Click here for search results

Youthink! Issues - Employment

Available in: Français
The labor, task or duty that is one's accustomed means of livelihood
© Ryan Rayburn | The World Bank

What is it?

Jobs are at the heart of a country's growth and a person's security and livelihood. Economic growth isn't possible without jobs and opportunities.

People around the world say that finding a decent job would help them escape poverty, according to Voices of the Poor, a World Bank survey that captured the perspectives of poor people. Studies confirm this -- the vast majority of people who escape from poverty do so by starting their own business or finding work in an existing one, according to the 2006 Doing Business report.

Most employment is in the private sector, which accounts for more than 90% of jobs in most countries. Private businesses help increase production and help countries grow more. But in many countries, laws and regulations (good legal systems, fair tax policies) aren't developed in ways that let the private sector thrive and compete globally.

Complicated and costly regulations often drive people to operate businesses in the informal economy. This means that while they don't pay taxes, they also lack access to credit and better utility services that could help their business expand. It also means they don't provide any benefits (health and pension) to their employees.

In many developing countries today more than half of the population works in the informal economy, mostly women and young and inexperienced workers.

Why should I care?

A billion people will reach working age within the next decade. Many aren't entering the workforce.

  • Young women and men on average more than three times as likely to be unemployed than older generations
  • Most young people who do work are in vulnerable employment, often without health and other social benefits
  • Unemployment is even higher for young people who have disabilities, are female, or belong to minority ethnic groups

Most jobs available to youth are low-paid, part-time, insecure positions, with few benefits or prospects for advancement. These jobs often don't provide enough income to cover basic necessities.

When young people can't find meaningful, productive and secure jobs, this can lead to wider societal problems:

  • More poverty among youth
  • Delays in marriage and starting a family
  • Feelings of being marginalized, excluded and frustrated which can lead to behavior that imposes a burden on society
  • When young people, especially men, feel that there is no prospect of finding a job they are more likely to drop out of school

What is the international community doing?

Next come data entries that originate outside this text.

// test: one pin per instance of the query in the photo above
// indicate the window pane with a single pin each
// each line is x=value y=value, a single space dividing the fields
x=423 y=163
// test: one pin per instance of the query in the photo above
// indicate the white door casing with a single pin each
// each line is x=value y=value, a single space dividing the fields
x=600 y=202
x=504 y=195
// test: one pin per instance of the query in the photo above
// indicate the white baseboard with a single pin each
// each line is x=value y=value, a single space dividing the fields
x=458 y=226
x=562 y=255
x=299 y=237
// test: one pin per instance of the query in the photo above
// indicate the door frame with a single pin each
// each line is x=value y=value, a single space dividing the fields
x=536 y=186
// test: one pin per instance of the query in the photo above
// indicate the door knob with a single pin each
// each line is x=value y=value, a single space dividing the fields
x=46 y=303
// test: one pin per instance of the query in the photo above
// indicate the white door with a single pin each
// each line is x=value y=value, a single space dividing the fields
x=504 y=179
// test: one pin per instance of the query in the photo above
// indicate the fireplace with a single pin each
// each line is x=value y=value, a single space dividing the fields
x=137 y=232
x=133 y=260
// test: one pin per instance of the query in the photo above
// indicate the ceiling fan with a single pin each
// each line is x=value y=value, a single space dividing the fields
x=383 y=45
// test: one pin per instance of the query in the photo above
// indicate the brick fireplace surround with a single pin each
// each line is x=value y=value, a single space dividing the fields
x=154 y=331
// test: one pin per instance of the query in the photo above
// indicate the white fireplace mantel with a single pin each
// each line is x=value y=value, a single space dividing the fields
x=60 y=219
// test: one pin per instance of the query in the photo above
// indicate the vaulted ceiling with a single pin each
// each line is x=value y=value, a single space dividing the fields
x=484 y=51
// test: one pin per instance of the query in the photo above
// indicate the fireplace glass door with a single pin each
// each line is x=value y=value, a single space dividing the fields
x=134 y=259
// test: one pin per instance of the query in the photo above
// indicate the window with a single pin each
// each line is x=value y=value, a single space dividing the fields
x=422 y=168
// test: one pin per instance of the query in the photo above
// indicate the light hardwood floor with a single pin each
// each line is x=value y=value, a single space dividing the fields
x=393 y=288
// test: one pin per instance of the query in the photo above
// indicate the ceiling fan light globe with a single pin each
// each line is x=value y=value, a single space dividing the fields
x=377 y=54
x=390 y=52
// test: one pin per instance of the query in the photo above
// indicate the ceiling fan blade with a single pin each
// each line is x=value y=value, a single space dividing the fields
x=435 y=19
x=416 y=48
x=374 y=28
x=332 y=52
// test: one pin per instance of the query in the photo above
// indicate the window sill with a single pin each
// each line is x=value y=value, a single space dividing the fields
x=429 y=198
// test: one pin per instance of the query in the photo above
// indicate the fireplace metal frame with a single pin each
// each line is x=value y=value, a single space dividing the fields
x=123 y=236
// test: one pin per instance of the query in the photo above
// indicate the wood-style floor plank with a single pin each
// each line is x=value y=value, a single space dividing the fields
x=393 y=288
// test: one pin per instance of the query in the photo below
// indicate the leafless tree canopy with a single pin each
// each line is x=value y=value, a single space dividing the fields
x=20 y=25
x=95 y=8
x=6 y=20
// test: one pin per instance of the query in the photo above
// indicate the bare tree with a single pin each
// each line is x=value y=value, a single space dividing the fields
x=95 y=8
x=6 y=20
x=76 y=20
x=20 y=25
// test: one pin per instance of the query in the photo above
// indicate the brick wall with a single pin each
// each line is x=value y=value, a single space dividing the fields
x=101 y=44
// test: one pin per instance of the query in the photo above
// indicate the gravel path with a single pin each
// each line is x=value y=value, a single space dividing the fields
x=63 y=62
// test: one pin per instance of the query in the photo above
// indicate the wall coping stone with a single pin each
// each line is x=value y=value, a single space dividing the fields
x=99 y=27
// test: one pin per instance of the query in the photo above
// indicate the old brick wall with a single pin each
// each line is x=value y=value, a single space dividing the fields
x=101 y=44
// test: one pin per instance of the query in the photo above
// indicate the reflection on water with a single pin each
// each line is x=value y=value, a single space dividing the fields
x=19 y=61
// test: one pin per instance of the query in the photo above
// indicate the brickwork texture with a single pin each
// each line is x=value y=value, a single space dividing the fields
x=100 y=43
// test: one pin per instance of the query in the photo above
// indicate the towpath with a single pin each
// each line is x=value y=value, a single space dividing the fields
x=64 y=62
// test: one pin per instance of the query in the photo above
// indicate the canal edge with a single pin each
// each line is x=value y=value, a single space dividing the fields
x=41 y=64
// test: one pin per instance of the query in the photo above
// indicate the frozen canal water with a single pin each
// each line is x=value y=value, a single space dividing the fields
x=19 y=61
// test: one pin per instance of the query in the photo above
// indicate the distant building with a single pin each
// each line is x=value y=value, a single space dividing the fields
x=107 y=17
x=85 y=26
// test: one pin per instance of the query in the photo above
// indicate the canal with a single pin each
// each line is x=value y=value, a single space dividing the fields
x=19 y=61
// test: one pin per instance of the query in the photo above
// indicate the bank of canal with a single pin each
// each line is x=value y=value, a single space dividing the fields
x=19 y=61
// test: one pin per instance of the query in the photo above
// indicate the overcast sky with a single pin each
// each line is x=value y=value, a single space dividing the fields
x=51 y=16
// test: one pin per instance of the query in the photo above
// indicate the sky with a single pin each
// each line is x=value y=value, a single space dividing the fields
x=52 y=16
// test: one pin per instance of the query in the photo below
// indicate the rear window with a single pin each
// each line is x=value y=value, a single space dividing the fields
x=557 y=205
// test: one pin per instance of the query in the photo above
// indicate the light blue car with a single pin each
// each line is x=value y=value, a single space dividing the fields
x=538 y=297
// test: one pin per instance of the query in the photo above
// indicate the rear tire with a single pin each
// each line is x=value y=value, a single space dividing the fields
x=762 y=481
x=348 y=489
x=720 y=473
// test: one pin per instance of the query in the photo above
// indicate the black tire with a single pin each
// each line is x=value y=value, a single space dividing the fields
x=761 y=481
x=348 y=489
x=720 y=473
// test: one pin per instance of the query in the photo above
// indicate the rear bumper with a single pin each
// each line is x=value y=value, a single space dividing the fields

World leaders resolved during the 2000 UN Millennium Summit to "develop and implement strategies that give young people everywhere a real chance to find decent and productive work." Youth employment is important to reducing poverty. The Youth Employment Network was created as a result. It is a global alliance to support countries in developing national action plans on youth employment.

International organizations such as the International Labour Organization work to promote opportunities for women and men, including young people, to obtain decent and productive work.

Other organizations, such as the World Bank, work to promote development of private business and sound government systems. This helps countries grow and create job opportunities for all people.

Also, international development banks, including the Bank and non-governmental organizations, provide microfinance to poor people. Microfinance includes small loans that help poor people who wish to start or expand small businesses but are not able to get banks to lend to them. This helps poor people get access to savings, credit and other financial services.

Microfinance stimulates self-employment and provides young people with entrepreneurial skills that provide them with livelihoods and improve their life prospects considerably.

What can I do?

  • Learn more about laws and regulations in your country. See if they are fair, transparent, and business-friendly. If not, get involved to help improve them.
  • Find your national Chamber of Commerce to learn more about the private sector in your country and about the opportunities and difficulties that businesses face.
  • Think about what it takes to become an entrepreneur and find creative ways to start a business.
  • Contact the Youth Employment Network and learn whether your country has a national action plan on youth employment.
  • Check out the Youth Employment Summit (YES), an international youth organization that's empowering youth to create sustainable livelihoods.